What does this have to do with Listening and Spoken Language (LSL)? More than you might think! Sometimes we think of learning to talk as something that comes “later” when a baby starts uttering their first words; however, babies are born with a brain ready to learn spoken language, recognize speech and understand and use words to talk. So, serve and return begins in the first minutes after the child is born. If there is a baby in your world, you are invited to interact and play your own game of serve and return every single day. Those early experiences matter quite a bit!
What does it mean to Serve and Return?
Think of a “serve” as any time your baby attempts to communicate with you.
This could be a smile, a look, a movement such as kicking their legs or a sound your baby does to gain your attention or solicit your interaction. These bids for attention are examples of a baby serving something your way in hopes of a response.
A “return” can be any simple response to your baby’s communication attempt.
You can acknowledge a child’s effort to communicate and reciprocate with a smile or a laugh but a comment is even better! (“Well aren’t you smiley this morning?”) The communication is now starting to move back and forth between you. This can work the other way as well. A parent might serve and a child would return.
While these sweet interactions are a joy unto themselves, they’re doing much more than building relationships. Every time you serve and return with a child, you’re deepening connections in that child’s brain.
How do these brain connections happen?
The everyday interactions a child has in the first three years of life shape the architecture of their brain, growing the connections needed for important life-long skills — like having conversations with friends, reading books, creating art, thinking about and solving problems and doing well in school.
Every second 700 new brain connections can be formed in response to a baby’s experiences out in the world. The quality of a baby’s relationships have a major influence on which brain connections take place and the strength of those connections. When you have a positive interaction with your baby, like imitating the sounds they are making to encourage them to make more, you are helping to shape their brain for a lifetime of learning.
For children with hearing loss, Serve and Return is particularly important. All babies need to hear the meaningful speech and language surrounding them so their brain can form the connections it needs to later learn to listen, talk and read.

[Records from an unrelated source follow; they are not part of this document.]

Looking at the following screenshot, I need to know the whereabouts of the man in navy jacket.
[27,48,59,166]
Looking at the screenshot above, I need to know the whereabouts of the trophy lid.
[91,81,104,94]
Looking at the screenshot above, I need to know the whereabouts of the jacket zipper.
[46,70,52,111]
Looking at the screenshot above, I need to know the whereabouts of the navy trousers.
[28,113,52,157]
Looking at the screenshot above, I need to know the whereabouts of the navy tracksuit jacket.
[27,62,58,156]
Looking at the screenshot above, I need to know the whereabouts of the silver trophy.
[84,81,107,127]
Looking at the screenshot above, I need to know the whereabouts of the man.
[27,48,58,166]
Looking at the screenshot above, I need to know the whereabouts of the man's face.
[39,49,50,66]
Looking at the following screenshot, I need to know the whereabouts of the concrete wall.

Hearing loss can limit access to sound that little brains need to grow and make those connections. That’s why it’s urgent to follow up on a failed newborn hearing screening and get hearing devices to begin intervention as early as possible for a baby. Children with hearing loss need the opportunity to practice serve and return, and it’s important that the adults in the child’s life continue to engage in this strategy.

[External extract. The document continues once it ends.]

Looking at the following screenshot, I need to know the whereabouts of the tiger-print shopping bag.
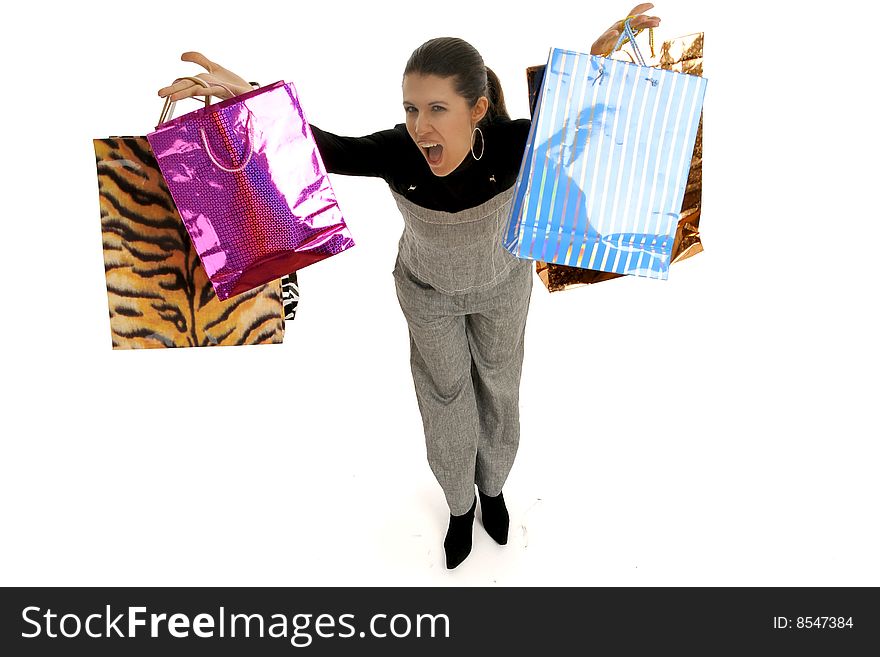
[94,137,299,349]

Here are a few simple tips to make sure you’re making the most of Serve and Return with your baby:
#1: REFLECT
Make sure your baby can hear you.
Find out the status of your baby’s hearing. 97% of babies are given a newborn hearing screening before leaving the hospital, so check on your baby’s status. If there was a recommendation for follow-up, don’t lose any time before further testing.

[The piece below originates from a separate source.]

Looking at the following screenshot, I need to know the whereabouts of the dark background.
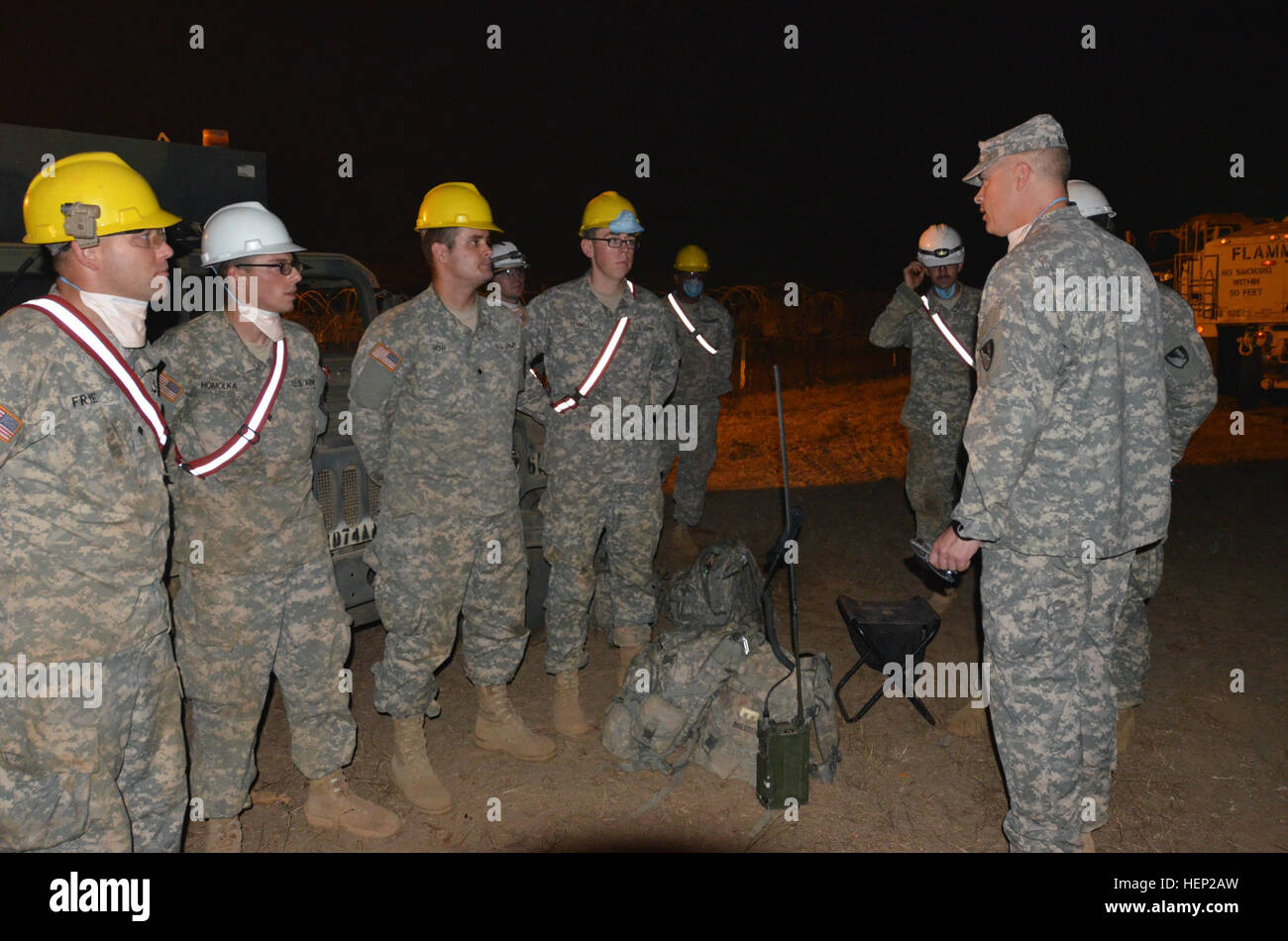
[0,3,1288,289]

When babies with hearing loss are diagnosed early and fit with the right hearing devices for their hearing loss, most have the same opportunity to interact through serve and return activities and grow their brain for listening and talking. The earlier your child is identified, amplified and receiving intervention services, the more opportunities your baby will have.
#2: RETHINK
Seek a parent-professional partnership.
As a parent, you are your child’s first and most important teacher — which can be a little daunting in the early weeks, months and years of a child’s life. All parents live on a learning curve. Fortunately, there are Listening and Spoken Language professionals to help you. They can not only help you with Serve and Return strategies, but teach you when to use them, and which ones are specific to the needs of your child.
#3: REKINDLE
Make sure to keep the volley going!
Listening and Spoken Language strategies provide support for you and your child to be successful serving and returning. They are proven techniques to keep the serve and return going. The more these strategies are used, the better the LSL outcomes.
The Serve and Return interaction is a major ingredient in a child's brain developmental process. Use these strategies to help build your baby’s brain for a lifetime of learning!